I stared at the papers in his hand, each one a piece of a puzzle that was beginning to look less like betrayal and more like something far larger. Corporate espionage. Blackmail. Maybe even coercion.

"And there's more," Alex said. "Sophie wasn't bluffing when she said Daniel tried to protect you. I found encrypted messages between him and someone else. Someone warning him to keep you out of things. I haven't cracked the full encryption, but the sender's alias? 'Argentum.' Ring any bells?"

I shook my head, but the word lingered. Latin. Silver. Cold, beautiful, and deadly.

Alex looked unsettled now. "Whoever Argentum is… they've been calling shots from the beginning."

A silence settled between us before I finally asked, "Do you trust me, Alex?"

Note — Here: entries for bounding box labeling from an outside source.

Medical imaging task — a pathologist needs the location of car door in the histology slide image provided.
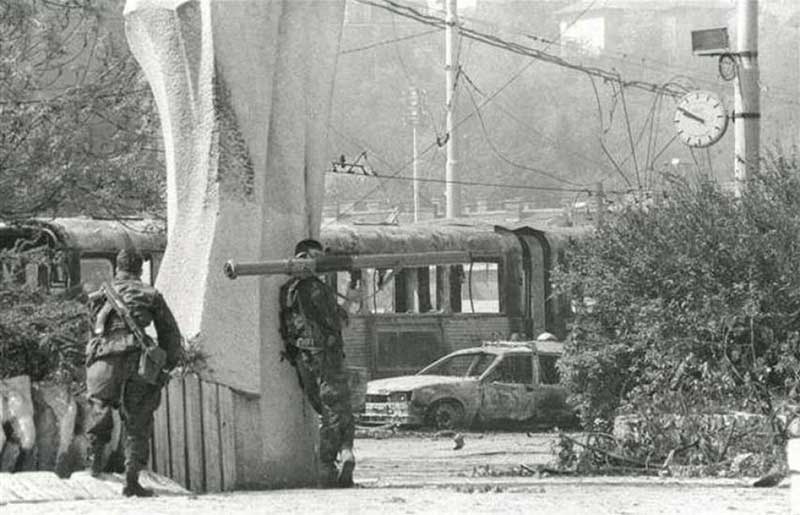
[478,353,535,422]
[534,353,571,425]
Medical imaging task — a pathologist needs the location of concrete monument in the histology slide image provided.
[125,0,344,487]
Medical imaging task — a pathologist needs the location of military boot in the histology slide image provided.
[87,443,106,477]
[336,447,356,488]
[122,467,153,497]
[317,463,338,488]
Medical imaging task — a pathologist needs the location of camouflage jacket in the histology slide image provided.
[280,277,347,359]
[86,272,181,370]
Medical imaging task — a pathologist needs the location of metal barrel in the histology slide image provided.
[223,250,472,279]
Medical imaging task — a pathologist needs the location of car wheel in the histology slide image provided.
[428,401,464,429]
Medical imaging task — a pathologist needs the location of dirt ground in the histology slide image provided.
[0,433,790,515]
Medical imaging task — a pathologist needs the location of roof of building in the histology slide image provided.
[556,0,735,15]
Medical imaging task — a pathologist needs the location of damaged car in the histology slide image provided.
[359,333,577,429]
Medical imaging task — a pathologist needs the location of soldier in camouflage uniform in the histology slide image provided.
[86,250,181,497]
[280,240,356,487]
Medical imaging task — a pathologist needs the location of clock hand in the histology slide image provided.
[678,107,706,124]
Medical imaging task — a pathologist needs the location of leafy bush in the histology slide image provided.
[554,155,800,476]
[0,250,89,389]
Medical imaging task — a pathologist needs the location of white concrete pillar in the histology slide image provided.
[125,0,344,486]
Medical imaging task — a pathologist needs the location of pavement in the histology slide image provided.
[0,433,790,515]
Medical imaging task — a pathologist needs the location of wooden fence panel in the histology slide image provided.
[202,382,222,492]
[183,375,206,492]
[218,385,236,490]
[152,388,172,477]
[169,380,188,487]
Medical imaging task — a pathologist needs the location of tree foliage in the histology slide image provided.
[0,0,164,219]
[555,155,800,476]
[0,247,89,389]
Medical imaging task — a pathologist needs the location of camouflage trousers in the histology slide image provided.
[297,350,355,465]
[86,352,161,471]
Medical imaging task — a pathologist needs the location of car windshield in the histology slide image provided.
[419,352,496,377]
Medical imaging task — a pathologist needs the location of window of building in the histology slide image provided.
[539,354,561,384]
[377,329,445,371]
[489,354,533,384]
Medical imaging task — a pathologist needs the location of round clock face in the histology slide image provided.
[674,91,728,147]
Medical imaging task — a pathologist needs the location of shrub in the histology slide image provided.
[554,151,800,474]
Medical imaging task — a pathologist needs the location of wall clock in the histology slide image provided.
[673,90,728,147]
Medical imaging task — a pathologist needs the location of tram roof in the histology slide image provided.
[321,220,519,256]
[0,217,167,252]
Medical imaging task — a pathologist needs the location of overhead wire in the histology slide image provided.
[465,70,586,187]
[334,0,597,217]
[339,29,442,55]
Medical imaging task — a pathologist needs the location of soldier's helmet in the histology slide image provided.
[294,238,325,256]
[117,248,144,275]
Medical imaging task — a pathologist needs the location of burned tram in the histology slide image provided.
[321,220,569,379]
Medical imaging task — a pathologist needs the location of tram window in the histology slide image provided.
[539,354,561,384]
[50,263,68,288]
[81,258,114,292]
[142,258,153,284]
[356,268,395,313]
[336,270,364,314]
[461,263,500,313]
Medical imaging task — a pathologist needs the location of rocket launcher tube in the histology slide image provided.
[223,250,472,279]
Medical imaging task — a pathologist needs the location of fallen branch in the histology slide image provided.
[561,435,649,469]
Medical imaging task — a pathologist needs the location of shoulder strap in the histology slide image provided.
[101,283,150,349]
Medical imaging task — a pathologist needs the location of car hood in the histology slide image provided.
[367,375,476,394]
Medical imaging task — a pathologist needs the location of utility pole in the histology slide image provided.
[595,181,606,229]
[411,123,419,222]
[444,0,461,218]
[733,0,761,196]
[408,86,423,222]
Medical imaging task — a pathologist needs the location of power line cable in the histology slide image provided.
[339,28,442,55]
[332,0,597,220]
[464,72,586,186]
[325,170,592,194]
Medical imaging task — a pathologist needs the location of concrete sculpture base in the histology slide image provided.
[125,0,344,489]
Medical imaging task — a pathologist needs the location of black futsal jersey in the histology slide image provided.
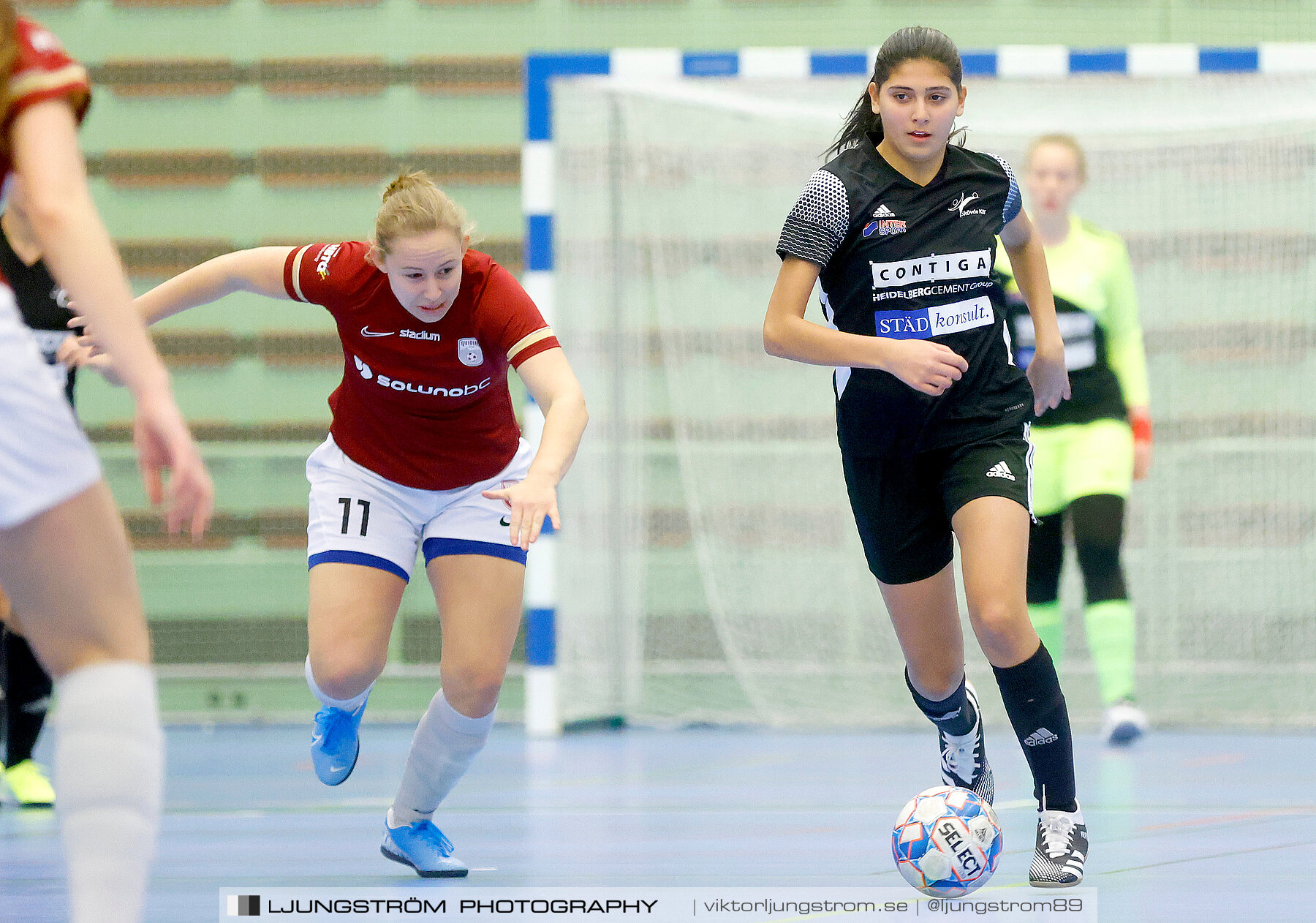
[0,225,76,404]
[776,135,1033,457]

He looked surprised. "Of course."

"Then I need you to trust what I say next: I want to talk to Daniel. Alone."

He looked like I'd slapped him. "Are you out of your mind?"

"No. Just done being in the dark. If Daniel's been playing me, I'll find out. But if there's a part of him that was ever genuine, I need to know before this war escalates."

Alex hesitated, then finally said, "One meeting. And I want a backup plan in place. You're not going in blind."

Agreed.

I sent the message to Daniel that night. A simple, direct request. *We need to talk. Just us. No lies.*

His reply came within minutes: *Tomorrow. The old library. Noon.*

I wasn't sure whether to be nervous or relieved that he didn't hesitate.

The next day came with rain—grey and heavy, like the sky was mourning the secrets about to surface. The old library had long been abandoned by students for trendier coffee shops and study lounges, but its walls still whispered knowledge, history, and perhaps, in that moment, danger.

Daniel was already there when I walked in, standing by a window streaked with water, looking like something out of a noir film. Black coat, unreadable expression, and eyes that locked onto mine the second I stepped inside.

"You came," he said.

"I want the truth," I replied. "Not just your version of it."

He stepped closer. "You really think I've been lying to you?"

"I think everyone has," I said, voice steady. "But your lies? They matter more."

A muscle ticked in his jaw, but his voice stayed quiet. "I never meant to hurt you."

"Then explain."

He exhaled slowly. "I did work with Sophie, in the beginning. Not by choice. There was pressure—from people far above her, far beyond anything you'd believe. I tried to pull out. They made it clear that leaving wasn't an option. But then you came into the picture, and I realized what was really at stake."

"What was at stake, Daniel? Me?"

"No," he said fiercely. "Your integrity. Your name. Your *life*, Stacey. They would've used you to leverage others. I couldn't let that happen."

I watched him, trying to separate truth from manipulation. "And Jared?"

Daniel's expression darkened. "He was always in deeper than any of us. You think Sophie was a player? Jared owns the board."

The air between us crackled with tension.

"Why didn't you tell me?" I whispered.

"Because I thought I could fix it from the inside," he said. "Because I didn't want to lose you."

It was then that I saw it—regret, real and raw, behind his eyes. But it didn't absolve him. Not entirely.

I stepped back. "It's too late for that."

Before he could reply, the sound of breaking glass echoed through the building.

I spun around, heart thudding.

"We're not alone," Daniel said, voice low.

We weren't.

Outside, hidden in the rain and the grey, someone had been watching. A figure cloaked in dark, moving with surgical precision.

And in their hand, a burner phone flashed with a message received.

Argentum: Phase II begins. Stacey is not to leave the building.